A lightweight image processing module in Elixir using CImg, aimed at creating auxiliary routines for Deep Learning.
Note: Only a few image processing functions are available yet.
Image data handled by CImg is placed on the NIF side. On the Elixir side, image processing is performed through
RESOURCE
of images - generated by NIF - stored in the %CImg{} structure. You cannot directly read or process pixels
in an image. Instead, you must use the image processing functions provided by the CImg module.
Images are automatically subject to garbage collection when they are no longer used. The NIFs RESOURCE
management
mechanism is used to achieve this functionality.
Each function provided by CImg can be used alone or as a set of functions. In the latter case, a seed image is first
prepared using CImg.builder/1
or similar, and then a series of functions are put together using Elixir's pipe syntax.
I have confirmed it works in the following OS environment.
- Windows MSYS2/MinGW64
- WSL2/Ubuntu 20.04, 18.04
- Linux Mint 20 "Ulyana"
- Nerves rpi
python3 is required to build this module.

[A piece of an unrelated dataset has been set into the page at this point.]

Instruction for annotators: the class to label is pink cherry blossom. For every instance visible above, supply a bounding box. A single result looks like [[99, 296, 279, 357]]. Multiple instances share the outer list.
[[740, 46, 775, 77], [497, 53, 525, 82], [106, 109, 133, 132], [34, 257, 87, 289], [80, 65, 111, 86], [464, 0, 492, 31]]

In addition, the following libraries are required to display images on a PC screen.
- GDI32 on Windows
- X11 on Linux
Add following dependency to your mix.exs
.
def deps do
[
{:cimg, "~> 0.1.19"}
]
end
and install dependencies:
$ mix deps.get
$ mix deps.compile
A sample program is in the demo directory. You can run it by following the steps below.
$ cd demo
$ mix deps.get
$ mix run -e "CImgDemo.demo1"
Closing the application window will stop the demo program.
Another demo:
$ mix run -e "CImgDemo.demo2"
$ mix run -e "CImgDemo.demo3"
The following code is an excerpt of the inference portion from the DeepLab app implemented using TflInterp. CImg preprocesses the input image and passes it through the DeepLab model. And then, the tensor output by DeepLab is transformed by CImg into a colormaedp image.
defmodule TflDemo.DeepLab3 do
alias TflDemo.DeepLab3.Prediction
def apply_deeplab3(img_file) do
img = CImg.load(img_file)
segments = Prediction.apply(img)
end
end
defmodule TflDemo.DeepLab3.Prediction do
use TflInterp, model: "priv/lite-model_deeplabv3_1_metadata_2.tflite"
@deeplab3_shape {257, 257}
def apply(img) do
# preprocess
bin = img
|> CImg.resize(@deeplab3_shape)
|> CImg.to_binary(range: {-1.0, 1.0})
# prediction
outputs =
__MODULE__
|> TflInterp.set_input_tensor(0, bin)
|> TflInterp.invoke()
|> TflInterp.get_output_tensor(0)
|> Nx.from_binary({:f, 32}) |> Nx.reshape({257, 257, :auto})
# postprocess
outputs
|> Nx.argmax(axis: 2)
|> Nx.as_type({:u, 8})
|> Nx.to_binary()
|> CImg.from_binary(257, 257, 1, 1, "<u1")
|> CImg.color_mapping(:lines) # convert into a colormaped image
end
end
cimg_ex is licensed under the Apache License Version 2.0.
- The "CImg" Library is licensed under the CeCILL-C/CeCILL.
- The "stb" - single-file public domain libraries for C/C++ - is public domain or MIT licensed.